「ここにもはっておぼえなきゃ!」
我が家にはたくさんの押しピンの穴の数がある。
娘が受験勉強のために単語や公式などを用紙に書き出し、いつでも見て覚えられるようにと、壁のあちらこちらに貼り付けたあとだ。
家のメンテナンスや景観を考慮すると、避けてほしかった気持ちもあるが、「合格」という文字に家族一丸となって突き進むには、大切な「家」に少し痛い思いをさせてしまった。
押しピンの穴の数がふえるたびに「家さん、ごめんね」といいながら、貼りつけていく娘。
公式や単語を覚える声だけが響く毎日。
時に親子喧嘩や受験のイライラをどこにも吐くことができず、壁にド~ンと手で当たることもあった。少し壁がへこんだところもある。さぞ、いたかったことであろう。
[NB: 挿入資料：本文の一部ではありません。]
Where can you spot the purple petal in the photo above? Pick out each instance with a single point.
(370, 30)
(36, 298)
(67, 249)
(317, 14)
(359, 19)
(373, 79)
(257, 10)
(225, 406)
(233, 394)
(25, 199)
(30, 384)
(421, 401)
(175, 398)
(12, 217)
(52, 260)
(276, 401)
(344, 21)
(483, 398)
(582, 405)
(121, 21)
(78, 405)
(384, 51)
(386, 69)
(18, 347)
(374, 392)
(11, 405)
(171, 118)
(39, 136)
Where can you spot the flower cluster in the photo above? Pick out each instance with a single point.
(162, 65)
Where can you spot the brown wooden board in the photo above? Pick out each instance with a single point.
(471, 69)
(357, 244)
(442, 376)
それなのに、家は、どんなに深く、どんなに無数に穴をあけられても、いつも私たち家族を温かく包んでくれた。「ただいま」と帰宅すると、我が家だけの優しい香りの空気を、家が発してくれていた。
とうとう受験当日。
だれもがピーンと張り詰めた緊張の中、娘はこれまでのたくさんの壁の押しピンの穴をさすりながら、「これまでありがとう!いってきます」と声をかけた。
わかっていたんだ。
家も一緒になって自分の苦しみも努力もみ守っていてくれたことを。
しばらくして、「サクラ咲く」の合格切符が届いた。
娘はまっ先に壁の押しピンの穴たちに、「表彰状!あなたたちは、私の受験勉強を見事に支えてくれました。ここに表します。感謝」と合格通知を見せていた。
家は人の心を支え、家族の心を一つにする不思議なパワーがある。
これからも私たちらしい家の歴史を刻んでゆきたい。